Moody’s ratings agency has given the government three months to show a saving of R150bn in the Eskom account otherwise we will attain junk status.

The government is unable for political reasons to retrench Eskom workers and sell chunks of Eskom to private interests. This what it could do in the short term.

There are about 160,000 prisoners in SA and reportedly 40,000 of those are incarcerated for drug offences. Most of those people were caught, sometimes years ago, with a sack of dagga. It makes little sense to keep them in jail when these laws are no longer enforced.

It would be a presidential mandate to grant 25,000 drug offenders a pardon. It would reduce the department of correctional services budget proportionately.

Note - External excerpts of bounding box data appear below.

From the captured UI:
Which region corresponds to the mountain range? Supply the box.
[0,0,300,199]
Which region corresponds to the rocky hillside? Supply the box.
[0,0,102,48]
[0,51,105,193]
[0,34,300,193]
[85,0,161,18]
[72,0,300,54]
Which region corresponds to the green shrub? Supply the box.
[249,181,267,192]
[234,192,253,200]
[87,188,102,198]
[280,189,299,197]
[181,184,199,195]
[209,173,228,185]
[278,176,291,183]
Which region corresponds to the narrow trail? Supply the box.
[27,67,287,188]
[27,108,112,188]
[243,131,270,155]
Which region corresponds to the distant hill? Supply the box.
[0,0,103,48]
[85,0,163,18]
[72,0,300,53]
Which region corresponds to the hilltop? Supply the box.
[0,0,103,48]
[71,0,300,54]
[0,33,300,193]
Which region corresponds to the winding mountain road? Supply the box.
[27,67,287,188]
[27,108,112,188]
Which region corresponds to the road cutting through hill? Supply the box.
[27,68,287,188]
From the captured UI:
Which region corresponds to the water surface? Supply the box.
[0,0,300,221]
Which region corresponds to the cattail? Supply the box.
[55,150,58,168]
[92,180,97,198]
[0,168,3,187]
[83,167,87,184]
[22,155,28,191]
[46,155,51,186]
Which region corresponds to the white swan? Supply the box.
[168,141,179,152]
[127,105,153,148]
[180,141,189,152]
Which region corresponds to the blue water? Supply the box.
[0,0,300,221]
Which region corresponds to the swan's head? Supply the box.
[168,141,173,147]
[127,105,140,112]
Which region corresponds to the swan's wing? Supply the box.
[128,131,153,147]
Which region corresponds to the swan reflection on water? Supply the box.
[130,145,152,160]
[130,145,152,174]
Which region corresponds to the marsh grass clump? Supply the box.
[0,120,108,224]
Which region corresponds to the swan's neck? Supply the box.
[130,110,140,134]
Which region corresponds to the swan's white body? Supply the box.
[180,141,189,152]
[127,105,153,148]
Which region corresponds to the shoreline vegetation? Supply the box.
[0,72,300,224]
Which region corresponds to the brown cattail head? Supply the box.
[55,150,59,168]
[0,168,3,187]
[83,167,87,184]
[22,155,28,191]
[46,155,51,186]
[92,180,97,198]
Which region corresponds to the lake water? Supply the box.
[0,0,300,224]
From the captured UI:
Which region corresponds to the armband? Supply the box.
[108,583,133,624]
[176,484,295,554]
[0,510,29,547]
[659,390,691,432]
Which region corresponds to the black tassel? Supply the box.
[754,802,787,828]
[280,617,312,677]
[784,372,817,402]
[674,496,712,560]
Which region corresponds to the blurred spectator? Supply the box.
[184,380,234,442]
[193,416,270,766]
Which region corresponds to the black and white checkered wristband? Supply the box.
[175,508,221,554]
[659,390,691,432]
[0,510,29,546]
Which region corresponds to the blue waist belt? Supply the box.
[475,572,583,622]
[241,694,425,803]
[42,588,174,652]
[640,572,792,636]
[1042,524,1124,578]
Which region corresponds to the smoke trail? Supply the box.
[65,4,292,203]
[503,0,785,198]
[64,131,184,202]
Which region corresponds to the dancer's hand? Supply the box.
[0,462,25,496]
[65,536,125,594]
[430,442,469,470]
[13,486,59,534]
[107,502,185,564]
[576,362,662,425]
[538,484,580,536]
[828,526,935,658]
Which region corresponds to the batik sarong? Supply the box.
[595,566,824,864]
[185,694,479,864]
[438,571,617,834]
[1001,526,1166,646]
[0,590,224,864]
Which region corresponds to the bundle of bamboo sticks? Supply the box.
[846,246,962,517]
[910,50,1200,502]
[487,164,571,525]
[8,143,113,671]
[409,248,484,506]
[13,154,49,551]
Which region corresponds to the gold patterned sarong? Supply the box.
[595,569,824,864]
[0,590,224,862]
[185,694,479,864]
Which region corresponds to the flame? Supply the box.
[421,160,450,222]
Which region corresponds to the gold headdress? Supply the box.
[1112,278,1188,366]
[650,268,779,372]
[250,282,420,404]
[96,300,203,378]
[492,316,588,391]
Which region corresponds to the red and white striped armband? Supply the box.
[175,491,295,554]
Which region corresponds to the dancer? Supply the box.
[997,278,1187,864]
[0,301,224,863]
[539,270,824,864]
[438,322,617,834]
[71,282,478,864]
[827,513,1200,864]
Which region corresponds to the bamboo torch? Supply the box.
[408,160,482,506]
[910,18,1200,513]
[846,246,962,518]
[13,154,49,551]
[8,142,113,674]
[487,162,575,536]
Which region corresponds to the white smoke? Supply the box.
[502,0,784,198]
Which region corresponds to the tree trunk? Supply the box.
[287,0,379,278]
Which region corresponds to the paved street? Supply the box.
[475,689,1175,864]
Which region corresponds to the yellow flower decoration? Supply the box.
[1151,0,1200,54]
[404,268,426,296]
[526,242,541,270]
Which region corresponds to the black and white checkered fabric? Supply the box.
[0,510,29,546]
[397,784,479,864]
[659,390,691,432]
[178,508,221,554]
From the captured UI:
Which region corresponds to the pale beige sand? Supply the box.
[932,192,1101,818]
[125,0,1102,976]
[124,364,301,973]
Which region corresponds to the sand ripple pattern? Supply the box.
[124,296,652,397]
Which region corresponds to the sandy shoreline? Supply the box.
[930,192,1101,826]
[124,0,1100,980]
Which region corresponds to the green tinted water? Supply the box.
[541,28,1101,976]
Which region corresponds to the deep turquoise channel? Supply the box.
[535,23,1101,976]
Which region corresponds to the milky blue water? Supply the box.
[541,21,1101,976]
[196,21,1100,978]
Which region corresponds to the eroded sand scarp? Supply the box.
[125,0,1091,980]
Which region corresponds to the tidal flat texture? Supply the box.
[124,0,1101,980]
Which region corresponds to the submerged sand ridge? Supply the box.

It would also enable the government to close three prisons: Kgosi Mampuru (10,000 prisoners), Pollsmoor (10,000) and Leeuwkop (5,000) and offer the land for private development.

The jewel in the crown would be Kgosi Mampuru — about 25km2 in the centre of Pretoria worth perhaps R200bn. Such a vast area would be privatised for multiple uses: a museum, low-cost housing development, middle-class housing, shopping centres and even luxury accommodation.

Leeuwkop, which adjoins Bryanston, has a river, dams and recreation parks, and is probably the size of Bryanston itself.

Pollsmoor, the size of Tokai, Cape Town, could be marketed to a growing group of international rich who want to live in the Cape, and low-cost housing could be built on it.

The money could be used mostly to plug the gap temporarily in Eskom until the inevitable solution is practicable.

The project would please investors and ratings agencies because it is private, yet involves no job losses and no privatisation of working industries.

Many jobs would be created in building and servicing the new developments. And the released prisoners would vote ANC until kingdom come.

The plan requires just the most minuscule amount of political will — do we have it?